His erratic policies have led some to believe that the United States is searching for a new role as a guarantor of democracy. The reality is the opposite: Trump and his Republicans admire dictatorship and despise freedom — precisely the freedom that Europe represents.

Read Machiavelli.

Neither princes nor monsters have friends. They have interests.

Alliances dissolve the moment shared interests disappear.

America’s role as the world’s policeman and defender of democracy has never been altruistic. It has been an exercise in self-interest. The difficulty, from the American perspective, has been that this role has simultaneously advanced freedom and democracy — often contrary to its own short-term interests.

In the new security strategy, this contradiction is resolved.

The document rebukes Europe for its democracy. Democracy and freedom are presented almost as repugnant, un-American phenomena. This is no rhetorical slip. It is a policy position.

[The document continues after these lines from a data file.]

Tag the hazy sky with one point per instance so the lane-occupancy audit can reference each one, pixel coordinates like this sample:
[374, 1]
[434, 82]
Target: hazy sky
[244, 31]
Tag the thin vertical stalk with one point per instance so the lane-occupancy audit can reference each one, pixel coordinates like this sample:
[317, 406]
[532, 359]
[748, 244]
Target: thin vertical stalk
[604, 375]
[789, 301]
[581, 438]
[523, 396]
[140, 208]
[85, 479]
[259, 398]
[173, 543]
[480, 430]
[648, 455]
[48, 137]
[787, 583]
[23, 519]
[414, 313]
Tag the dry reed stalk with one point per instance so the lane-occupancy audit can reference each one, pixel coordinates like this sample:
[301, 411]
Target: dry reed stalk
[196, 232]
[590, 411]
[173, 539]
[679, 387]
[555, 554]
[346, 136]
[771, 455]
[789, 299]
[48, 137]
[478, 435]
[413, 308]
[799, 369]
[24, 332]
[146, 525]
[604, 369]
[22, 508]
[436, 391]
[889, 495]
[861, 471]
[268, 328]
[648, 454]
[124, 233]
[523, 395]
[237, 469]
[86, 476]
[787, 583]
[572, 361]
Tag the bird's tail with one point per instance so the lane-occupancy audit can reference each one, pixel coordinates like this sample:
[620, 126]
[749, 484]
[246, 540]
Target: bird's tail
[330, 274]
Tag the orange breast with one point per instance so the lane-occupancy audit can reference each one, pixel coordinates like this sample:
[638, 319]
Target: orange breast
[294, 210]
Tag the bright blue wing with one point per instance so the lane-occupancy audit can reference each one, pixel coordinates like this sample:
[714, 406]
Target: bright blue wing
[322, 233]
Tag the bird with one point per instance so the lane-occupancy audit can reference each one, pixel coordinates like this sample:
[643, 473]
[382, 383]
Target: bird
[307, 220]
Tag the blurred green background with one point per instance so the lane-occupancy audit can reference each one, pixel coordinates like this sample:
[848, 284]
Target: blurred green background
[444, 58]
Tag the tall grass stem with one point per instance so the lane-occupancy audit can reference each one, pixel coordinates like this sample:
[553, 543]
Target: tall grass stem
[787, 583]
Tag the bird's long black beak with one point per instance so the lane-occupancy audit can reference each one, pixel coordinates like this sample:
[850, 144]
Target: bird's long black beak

The Trump administration regards Putin as a more natural ally than Europe.

Nor is this a temporary aberration. Trump articulated aloud what authoritarians usually merely imply:

“If you vote for me now, you will never have to vote again.”

This administration despises treaties, international institutions, and collectively agreed rules. These are seen as structures hostile to American interests. At the same time, the rest of the world — all who do not share this worldview — is defined as the enemy.

And in one respect, they are correct.

The rest of the world must indeed be the enemy of such a government.